The concept of backward simulation is basically the same as that of forward simulation – the simulation actually runs forward in time but with reversed execution conditions. Using this approach, the resulting schedule is calculated based on a simulation that starts from a virtual completion date for the construction project and runs backwards in time until the starting point of the construction process is reached. The reversed conditions mean an inversion of the technological dependencies, e.g. in forward simulation concrete is filled after formwork assembly; in backward simulation formwork assembly follows filling with concrete (Fig. 2). This entails reordering the priorities and (as future work) reversing the resource calendar. To realize this inversion a function is written which reverses the order of the precedence constraint at the beginning of the simulation, changing the successor into predecessor and predecessor into successor.

Fig. 2: Precedence relationships for forward simulation (left) and for backward simulation (right).

The first test of the backward simulation approach was realized using a simple bridge project with unlimited resources. This meant that the order of the executed tasks of the backward and forward simulation were identical and the difference between the start time of a task in the forward and the backward simulation is its float time. In this case the results are identical to those achieved using CPM. By restricting the amount of available resources and letting the backward simulation run with the same configurations as the forward simulation causes an issue to occur.
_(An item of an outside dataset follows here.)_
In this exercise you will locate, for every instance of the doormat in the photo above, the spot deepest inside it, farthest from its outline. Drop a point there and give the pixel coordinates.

The order of the executed tasks is not identical to the result of the forward simulation. This occurs because the task execution process of the simulation is based on the order of the task list, but this is not the same in the case of forward and backward simulation. To illustrate the issue, an example is presented with two abutments, a pier and two superstructure beam elements. The different results can be observed in Fig. 3.
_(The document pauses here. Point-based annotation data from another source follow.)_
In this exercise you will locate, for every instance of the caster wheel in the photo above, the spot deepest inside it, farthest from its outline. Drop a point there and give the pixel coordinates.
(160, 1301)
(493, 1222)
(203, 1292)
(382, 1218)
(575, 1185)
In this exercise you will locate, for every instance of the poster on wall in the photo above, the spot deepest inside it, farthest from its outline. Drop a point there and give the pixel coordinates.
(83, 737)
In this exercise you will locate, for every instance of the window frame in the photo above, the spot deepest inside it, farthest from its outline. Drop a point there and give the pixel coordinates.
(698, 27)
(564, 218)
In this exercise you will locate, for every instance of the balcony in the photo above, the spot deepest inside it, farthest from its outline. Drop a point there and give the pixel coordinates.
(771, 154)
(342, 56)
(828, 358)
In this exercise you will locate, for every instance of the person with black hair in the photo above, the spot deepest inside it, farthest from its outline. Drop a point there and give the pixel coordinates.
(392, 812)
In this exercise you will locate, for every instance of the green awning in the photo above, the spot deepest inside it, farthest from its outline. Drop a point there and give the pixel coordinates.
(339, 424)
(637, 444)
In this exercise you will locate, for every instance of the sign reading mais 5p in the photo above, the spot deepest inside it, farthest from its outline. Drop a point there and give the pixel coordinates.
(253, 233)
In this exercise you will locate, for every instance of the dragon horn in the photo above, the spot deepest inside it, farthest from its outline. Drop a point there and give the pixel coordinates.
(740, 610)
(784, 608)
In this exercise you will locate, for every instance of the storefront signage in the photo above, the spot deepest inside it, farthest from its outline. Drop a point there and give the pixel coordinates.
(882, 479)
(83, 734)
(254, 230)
Fig. 3: Different results of the forward (left) and backward simulation (right) without dependencies (colours: resources, arrows: precedence constraints, dashed boxes: changed order/earlier start).

In the results of the forward simulation, abutment 1 and the pier is started first with abutment 2 following later. In the backward simulation, abutment 2 is started first and only later the pier and abutment1. Due to this change in order, the lifting of the two beam elements is also swapped. Because of the changed order of the tasks, where some tasks start in the backward simulation even earlier than

in the forward simulation (e.g. abutment 2 assembly tier), the results cannot be compared with each other and the float times cannot therefore be determined. In order to create an identical order of executed tasks for the backward simulation and the forward simulation, the two simulations have to communicate with each other, which means that their simulation concept have to be modified.

3.3

Calculation of Float Times

In order to calculate float times with discrete-event simulation, the concept of the simulations needs to be modified. The goal is to obtain an identical order of tasks for the backwards simulation and the forward simulation. During the forward simulation, therefore, each of the executed tasks is assigned a priority according to the finish date of the task’s execution (the later it is, the higher the priority). The backward simulation then uses these priorities to replace the FIFO list with a priority ordered list of executable tasks for every time interval, and then tries to collect the necessary resources for the one with the highest priority. If that is not possible the next task with the second highest priority is chosen and so on. Using this method the execution chain of the tasks will be identical to that of the forward simulation; the backward simulation follows the task order of the forward simulated schedule, so all the tasks start later or at the same time as they do in the forward simulation. This is an important confirmation step of the backward simulation. As mentioned before, the forward simulation calculates the earliest possible execution date of the tasks, so reversing the execution conditions of the simulation (e.g. the technological dependencies) will result in scheduling the tasks as late as possible in time. In order to calculate float times for each individual activity the results of the forward and backward simulation are exported to a database and compared with each other. If a task in the backward simulation starts later then in the forward simulation the task has a float time, i.e. the difference between the two results. If the results are the same, the task has no float time and is therefore part of the critical path. If the result of the forward simulation has no float time the backward simulation will result in the same schedule, so the start time of the task in the backward simulation will always be the same or later than in the forward simulation. It is important to note the effect of resource dependencies on the float times. If there are tasks that are not technologically dependent on each other but use the same resources and have float times, when an earlier task is delayed, other later subsequent tasks will have to move with it; or the float time of an earlier task will need to be made shorter than expected without resource consideration. An example for this dependency will be shown in the next section.

4

Case Study

To present the application of this new approach, we will examine it using a simple bridge construction project. The bridge is made of two abutments, a pier and two pre-cast beam elements. The simple construction tasks for the abutments and the pier are constructing the formwork and assembling the tiers, filling the concrete and removing the formwork (for simplicity’s sake we have omitted the drying time for the concrete). The beam elements then have to be transported to the construction site before being lifted up into position, but only when the corresponding abutment and the pier have been filled with concrete (represented as precedence constraint). When the beams are in place the asphalt can be laid for the road. There are three categories of resources used:  R1: Formwork-works: 7 person  R2: Assembly-works: 6 person  R3: Concreting-work and others: 6 person The resources are calibrated in such a way that 2 tasks with the same resource requirements can always be executed in parallel. The diagram of the tasks used, and their resources are presented in

Fig. 4. The tasks are represented as boxes with their name, necessary resources and the duration of execution. The arrows represent the precedence constraints between the tasks.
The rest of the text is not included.